Wednesday, August 8th
3:20-5:45 PM
SOFT-202-1: Improving Performance and Scalability for Advanced Systems (Software Track Track)
Co-Organizer: Matias Bjorling, Director Solid State System Software, Western Digital

Organizer + Chairperson: Renu Raman, VP Cloud Architecture and Engineering, SAP

Paper Title: Open Source Data Reduction for High Performance Flash Storage

Paper Abstract: The purpose of data reduction technologies is to drive down the effective cost of storage. The open source dm-vdo project (github.com/dm-vdo) is a good example of a technology explicitly designed to address the high performance flash storage environment. Its Linux kernel-level kvdo module is implemented from the ground up to provide inline, block-level deduplication and compression which the developers have optimized for storage environments with fast random access properties such as today’s NVMe-based devices. There are many challenges related to developing practical data reduction for high performance flash storage environments. The dm-vdo implementation has addressed these requirements through parallelization, queuing, and caching strategies. Users must be able to deploy and tune dm-vdo components to take the best advantage of these strategies in high performance flash storage deployments.

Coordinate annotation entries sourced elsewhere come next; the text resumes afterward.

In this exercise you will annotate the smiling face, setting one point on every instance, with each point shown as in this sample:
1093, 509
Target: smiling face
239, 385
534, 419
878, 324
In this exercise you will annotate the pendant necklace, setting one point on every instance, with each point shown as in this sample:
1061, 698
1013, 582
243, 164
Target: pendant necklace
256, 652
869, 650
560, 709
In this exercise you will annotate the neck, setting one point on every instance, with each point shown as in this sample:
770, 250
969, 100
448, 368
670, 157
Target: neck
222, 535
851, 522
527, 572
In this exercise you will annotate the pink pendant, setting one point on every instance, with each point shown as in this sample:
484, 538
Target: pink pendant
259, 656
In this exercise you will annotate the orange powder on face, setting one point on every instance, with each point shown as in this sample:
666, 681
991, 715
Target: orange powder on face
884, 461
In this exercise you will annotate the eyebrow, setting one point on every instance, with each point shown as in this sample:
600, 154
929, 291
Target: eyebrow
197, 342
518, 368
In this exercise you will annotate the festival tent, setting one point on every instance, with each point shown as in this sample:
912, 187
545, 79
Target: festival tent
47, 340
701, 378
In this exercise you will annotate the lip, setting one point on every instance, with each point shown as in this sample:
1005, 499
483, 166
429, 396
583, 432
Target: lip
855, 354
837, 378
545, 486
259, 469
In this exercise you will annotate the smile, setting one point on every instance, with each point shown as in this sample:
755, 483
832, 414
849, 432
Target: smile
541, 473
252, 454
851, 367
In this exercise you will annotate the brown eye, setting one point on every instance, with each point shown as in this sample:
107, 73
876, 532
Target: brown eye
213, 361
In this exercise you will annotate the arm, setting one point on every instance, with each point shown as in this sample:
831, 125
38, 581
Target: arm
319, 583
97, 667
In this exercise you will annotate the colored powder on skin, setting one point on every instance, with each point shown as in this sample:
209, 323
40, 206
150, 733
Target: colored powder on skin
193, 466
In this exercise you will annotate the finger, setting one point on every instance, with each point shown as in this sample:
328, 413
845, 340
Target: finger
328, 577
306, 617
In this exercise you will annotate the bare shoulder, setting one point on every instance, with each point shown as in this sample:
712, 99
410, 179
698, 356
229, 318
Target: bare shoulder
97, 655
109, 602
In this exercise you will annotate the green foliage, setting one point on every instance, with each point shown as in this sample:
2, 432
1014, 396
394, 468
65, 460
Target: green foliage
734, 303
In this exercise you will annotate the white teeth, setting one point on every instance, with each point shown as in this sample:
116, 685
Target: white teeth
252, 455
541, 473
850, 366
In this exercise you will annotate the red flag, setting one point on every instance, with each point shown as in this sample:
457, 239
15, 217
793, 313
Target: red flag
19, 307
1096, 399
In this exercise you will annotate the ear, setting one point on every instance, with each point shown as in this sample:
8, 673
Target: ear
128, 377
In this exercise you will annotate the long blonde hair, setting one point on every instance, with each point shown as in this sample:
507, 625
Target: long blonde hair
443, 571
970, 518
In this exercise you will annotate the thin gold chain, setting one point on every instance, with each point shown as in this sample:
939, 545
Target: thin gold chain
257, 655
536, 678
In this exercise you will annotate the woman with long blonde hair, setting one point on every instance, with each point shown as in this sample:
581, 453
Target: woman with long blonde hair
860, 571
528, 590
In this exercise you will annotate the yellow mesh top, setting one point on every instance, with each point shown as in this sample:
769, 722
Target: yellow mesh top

Paper Author: Louis Imershein, Principal Product Manager, Red Hat

Author Bio: Louis Imershein is Principal Product Manager for data reduction technologies at Red Hat and a major contributor to the open source dm-vdo project. At Red Hat, he contributes key requirements and design guidelines that drive development of the Virtual Data Optimizer (VDO) component of Enterprise Linux. Louis has over 30 years of experience in operating system and storage software product management, design, and implementation. He has presented at many conferences around the world, including past Flash Memory Summits. Louis has a Bachelor’s Degree in Biological Science from the University of California, Santa Cruz and has earned certificates in software design, device driver development, system administration, and software testing.